It would be useful to know what kinds of notification e-mails come throught he TSIM administrative e-mail and whether there are associated events. Notifications sent through the TSIM administrative e-mail should properly fall under self-monitoring. I believe there are notifications through this e-mail that are not provided as events/alerts. Is there any documentation about what kinds of notifications are sent to this e-mail address. The one that I’m aware of is disk space on TSIM Server is below 80%. I’m guessing that there are others. Is there anything that documents this?

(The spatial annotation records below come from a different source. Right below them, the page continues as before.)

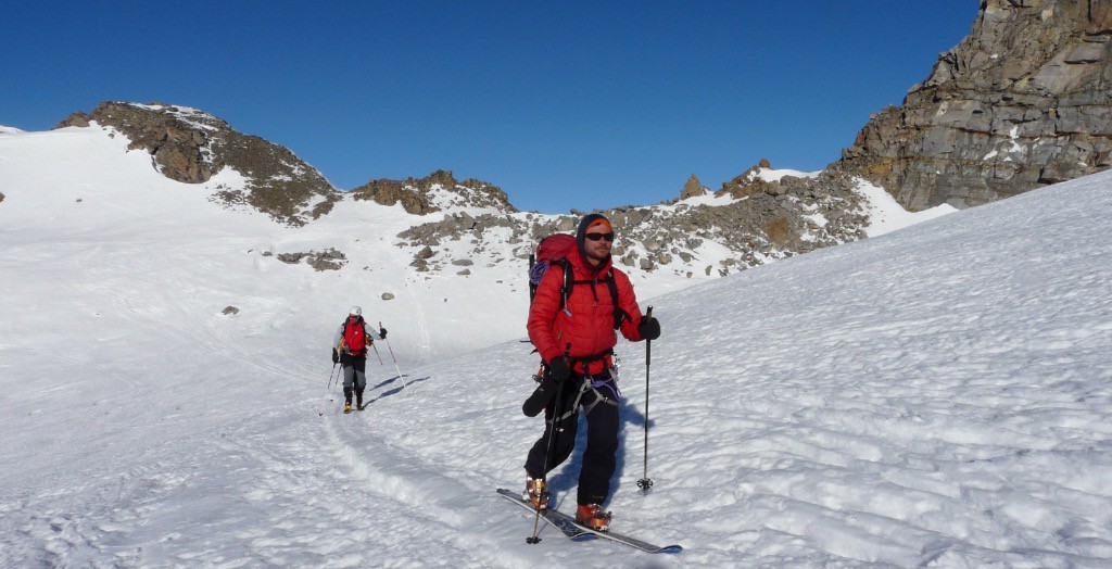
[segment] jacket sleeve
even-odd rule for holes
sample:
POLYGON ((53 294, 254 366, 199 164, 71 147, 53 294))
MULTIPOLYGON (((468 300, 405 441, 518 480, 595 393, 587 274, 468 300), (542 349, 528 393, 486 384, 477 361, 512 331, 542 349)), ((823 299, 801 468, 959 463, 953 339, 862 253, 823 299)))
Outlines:
POLYGON ((641 307, 637 306, 637 297, 633 292, 633 283, 626 273, 615 270, 614 282, 618 288, 618 307, 625 310, 629 318, 622 322, 622 336, 632 342, 644 340, 637 327, 641 326, 641 307))
POLYGON ((529 331, 529 341, 545 361, 552 361, 553 358, 564 353, 557 343, 554 330, 560 306, 559 289, 563 284, 564 274, 559 267, 545 272, 529 306, 529 321, 525 325, 529 331))

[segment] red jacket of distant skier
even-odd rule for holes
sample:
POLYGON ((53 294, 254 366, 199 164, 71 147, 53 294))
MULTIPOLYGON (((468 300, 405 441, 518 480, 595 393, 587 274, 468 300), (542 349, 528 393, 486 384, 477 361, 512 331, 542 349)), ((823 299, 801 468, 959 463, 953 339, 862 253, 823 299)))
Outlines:
MULTIPOLYGON (((629 341, 641 340, 637 325, 641 323, 641 308, 633 292, 629 277, 613 267, 612 259, 597 270, 589 270, 583 257, 578 253, 568 256, 575 281, 592 281, 577 283, 568 293, 567 309, 560 309, 560 287, 564 284, 563 270, 553 266, 540 283, 529 307, 529 321, 526 328, 529 340, 545 361, 563 356, 568 343, 572 345, 570 356, 584 358, 595 356, 617 343, 614 330, 614 301, 605 282, 606 272, 614 271, 614 282, 618 291, 618 307, 625 310, 629 318, 622 322, 622 336, 629 341)), ((610 358, 587 362, 576 362, 574 368, 582 373, 598 373, 610 366, 610 358)))

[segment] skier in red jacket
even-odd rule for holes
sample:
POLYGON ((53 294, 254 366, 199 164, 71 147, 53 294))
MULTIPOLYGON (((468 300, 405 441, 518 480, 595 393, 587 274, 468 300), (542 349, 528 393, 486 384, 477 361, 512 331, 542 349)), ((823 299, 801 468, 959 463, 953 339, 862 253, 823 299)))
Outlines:
POLYGON ((642 317, 629 277, 613 266, 614 228, 609 220, 598 213, 584 217, 576 241, 578 254, 567 259, 573 284, 564 290, 563 271, 548 270, 529 308, 529 340, 547 363, 547 371, 530 398, 544 399, 545 432, 529 450, 525 483, 534 507, 546 508, 545 476, 572 455, 578 410, 583 409, 587 448, 579 472, 576 520, 606 530, 610 515, 603 511, 602 505, 609 497, 618 449, 620 392, 610 375, 616 331, 620 330, 629 341, 655 340, 661 336, 661 325, 655 318, 642 317), (555 401, 558 389, 553 386, 560 383, 563 396, 555 401), (548 456, 554 423, 556 439, 548 456))
MULTIPOLYGON (((378 329, 379 339, 386 329, 378 329)), ((367 329, 363 309, 351 307, 347 320, 332 338, 332 363, 344 368, 344 412, 351 412, 351 391, 355 390, 356 409, 363 410, 363 390, 367 387, 367 348, 375 343, 374 333, 367 329)))

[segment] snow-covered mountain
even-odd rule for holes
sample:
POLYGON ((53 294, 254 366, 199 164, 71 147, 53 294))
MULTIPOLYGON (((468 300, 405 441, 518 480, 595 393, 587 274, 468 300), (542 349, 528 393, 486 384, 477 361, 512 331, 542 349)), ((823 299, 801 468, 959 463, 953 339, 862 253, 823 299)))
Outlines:
MULTIPOLYGON (((258 308, 281 302, 316 315, 315 326, 342 318, 350 305, 363 305, 371 318, 399 332, 398 351, 409 361, 518 338, 528 302, 529 252, 543 234, 573 230, 577 221, 576 216, 518 212, 502 190, 475 180, 457 183, 450 172, 379 181, 346 194, 288 150, 186 107, 105 103, 91 116, 75 113, 63 123, 80 126, 0 133, 4 229, 23 234, 30 228, 49 228, 67 239, 93 243, 106 231, 130 234, 147 227, 142 243, 115 242, 90 253, 108 273, 118 274, 131 262, 149 264, 158 273, 145 282, 118 283, 112 292, 147 299, 172 296, 175 287, 167 282, 200 277, 205 284, 190 291, 190 306, 181 310, 219 315, 224 327, 236 330, 231 333, 261 333, 256 319, 266 317, 258 308), (130 134, 90 120, 98 118, 130 134), (274 197, 284 192, 286 198, 274 197), (195 256, 201 251, 198 260, 195 256), (277 292, 295 290, 316 293, 305 298, 277 292), (238 313, 224 315, 225 309, 238 313)), ((830 246, 857 238, 851 234, 875 234, 952 211, 940 208, 912 216, 862 182, 845 193, 856 208, 853 221, 835 221, 817 202, 807 204, 788 189, 764 191, 764 180, 777 182, 785 174, 795 174, 795 180, 815 176, 754 169, 715 196, 608 212, 623 233, 615 243, 619 263, 642 297, 716 279, 820 242, 830 246), (755 196, 738 193, 751 182, 758 184, 755 196), (811 208, 806 216, 781 214, 785 228, 791 220, 811 229, 783 231, 794 247, 738 233, 738 228, 761 219, 737 219, 737 212, 748 211, 737 207, 744 200, 767 202, 768 211, 782 211, 780 203, 801 211, 811 208), (691 229, 693 218, 701 226, 697 234, 691 229), (835 226, 842 229, 825 229, 835 226)), ((38 239, 57 243, 50 237, 38 239)), ((171 310, 169 316, 182 315, 171 310)))
MULTIPOLYGON (((1108 173, 697 286, 632 269, 664 335, 647 470, 645 350, 618 347, 607 507, 685 547, 652 557, 527 545, 494 495, 542 430, 514 251, 417 272, 400 204, 282 226, 212 206, 231 169, 171 181, 110 134, 0 131, 0 566, 1112 559, 1108 173), (342 416, 328 342, 353 303, 390 335, 342 416)), ((577 468, 550 477, 560 509, 577 468)))

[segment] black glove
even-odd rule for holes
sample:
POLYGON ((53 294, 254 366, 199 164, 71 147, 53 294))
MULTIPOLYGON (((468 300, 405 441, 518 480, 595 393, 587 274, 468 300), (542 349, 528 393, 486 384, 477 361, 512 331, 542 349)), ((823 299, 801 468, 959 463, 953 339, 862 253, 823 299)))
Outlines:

In order to prevent overloading an Integration Service, it would be useful to be able to query the Integration Service for PATROL Agent connections, how many instances and attributes are being passed through the Integration Service, etc... The pproxcli was a great tool. It iw unfortunate (I would say a serious oversight) that this functionality was not included with the updated Integration Service architecture). Without thismethodology, it's difficult (maybe not possible) to make command line queries to ensure that we're not overloading the Integration Service). We've recently hit a built-in limit, which disrupted our deployment efforts. The rule of thumb is that you shouldn't have more than around 900 or so PatrolAgents connected to an Integration Service. But this is really not a good rule of thumb because it doesn't take into account what kind of data and events are being delivered by PATROL Agents through the Integration Service nor does it factor in that certain KMs (remote monitoring, WebSphere, etc...) contain a lot of instances and attributes. Essentially, PATROL Agents that monitor lots of devices should probably be weighted more heavily than normal. for example, a PATROL Agent that does remote monitoring for hundreds of devices should probably be weighted according to the number (or perhaps a percentage) of the devices that are being monitored.
I think it would be useful to have self-monitoring covered as an all encompassing topic in the BMC TrueSight documentation. What documentation that exists is sprinkled across the landscape and I haven't found anything to tie it all together.
If anyone has anything to share regarding this, that would be great. I would love to hear your ideas about self monitoring in BMC TrueSight Operations Management.